„Entweder hat Herr Temme meinen Sohn selbst getötet oder er hat denjenigen gesehen, der meinen Sohn getötet hat.“
Am 6. April 2006 wurde Halit Yozgat in einem Internet-Café in Kassel erschossen. Als Täter:innen wurden Mitglieder des sogenannten Nationalsozialistischen Untergrunds identifiziert. Die Prozessakten des Strafverfahrens zu den NSU-Morden wurden anschließend für 120 Jahre, nach Protesten für 30 Jahre gesperrt. Für die Angehörigen von Halit Yozgat verlief der Prozess enttäuschend. Wichtige Fragen, so auch die zwielichtige Rolle des Verfassungsschutzes, hat das NSU-Urteil nicht geklärt.
Für eine Uraufführung 2020 gab die Staatsoper in spartenübergreifender Zusammenarbeit mit dem Schauspiel das Werk in Auftrag, das Pandemie-bedingt verspätet erst 2022 im Opernhaus realisiert wurde. Der australische Komponist, Produzent, Sound Artist und Regisseur Ben Frost nimmt in seiner Oper den NSU-Mord an Halit Yozgat und den gesellschaftlichen Umgang mit dessen Folgen zum Anlass für eine Betrachtung unseres kulturellen Wertesystems. Fragen nach nichts weniger als unser aller geschichtlicher Verantwortung werden gestellt – und sie nehmen an Aktualität eher zu als ab. Gibt es Gerechtigkeit, wenn die Wahrheit immer wieder neu konstruiert wird?

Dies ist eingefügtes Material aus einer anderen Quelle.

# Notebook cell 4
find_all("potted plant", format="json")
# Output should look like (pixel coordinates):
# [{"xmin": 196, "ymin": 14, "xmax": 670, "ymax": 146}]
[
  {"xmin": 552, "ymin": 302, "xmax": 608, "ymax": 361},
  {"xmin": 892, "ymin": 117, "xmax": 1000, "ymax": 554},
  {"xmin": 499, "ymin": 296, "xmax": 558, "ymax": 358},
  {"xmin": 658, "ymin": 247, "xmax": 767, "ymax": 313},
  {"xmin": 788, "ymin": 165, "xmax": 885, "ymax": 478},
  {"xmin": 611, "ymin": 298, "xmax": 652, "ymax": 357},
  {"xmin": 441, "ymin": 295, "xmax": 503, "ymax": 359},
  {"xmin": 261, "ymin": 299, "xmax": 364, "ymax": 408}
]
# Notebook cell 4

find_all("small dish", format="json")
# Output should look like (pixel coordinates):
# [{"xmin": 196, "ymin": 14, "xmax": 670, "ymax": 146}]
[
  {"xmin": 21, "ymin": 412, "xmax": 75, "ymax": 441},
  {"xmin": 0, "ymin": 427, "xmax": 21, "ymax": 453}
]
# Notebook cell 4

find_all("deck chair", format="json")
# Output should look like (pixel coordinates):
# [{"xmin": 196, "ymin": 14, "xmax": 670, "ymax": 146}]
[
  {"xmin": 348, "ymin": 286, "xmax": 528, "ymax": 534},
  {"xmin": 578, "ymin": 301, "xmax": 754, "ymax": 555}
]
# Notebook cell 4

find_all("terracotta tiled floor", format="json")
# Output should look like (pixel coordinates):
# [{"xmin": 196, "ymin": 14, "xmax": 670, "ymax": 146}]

Die Oper nimmt Bezug auf Untersuchungen der unabhängigen Forschungsgruppe Forensic Architecture. In einer Gegenrecherche zu den offiziellen Ermittlungen des Mordes an Halit Yozgat wurden sämtliche verfügbaren Informationen, präzise wie in einem wissenschaftlichen Experiment, zusammengestellt: das nachgebaute Internet-Café als Tatort, Aussagen von Zeug:innen, Bilder, Geräusche, Videos, Login-Daten. Die sekundengenau rekonstruierten Raum-Zeit-Abfolgen der sieben Zeug:innen konservieren Erinnerungen zu technischen Abläufen, die zu Kausalketten verbunden werden können. Doch sie lassen verschiedene Ereignisvarianten zu. Das beantwortet nicht nur Fragen, sondern wirft vor allem neue auf. Was genau ist geschehen? Und welche Konsequenzen haben Zweifel an unserem Umgang mit gesellschaftlichen Werten wie Gerechtigkeit, Schuldfragen und Verantwortung?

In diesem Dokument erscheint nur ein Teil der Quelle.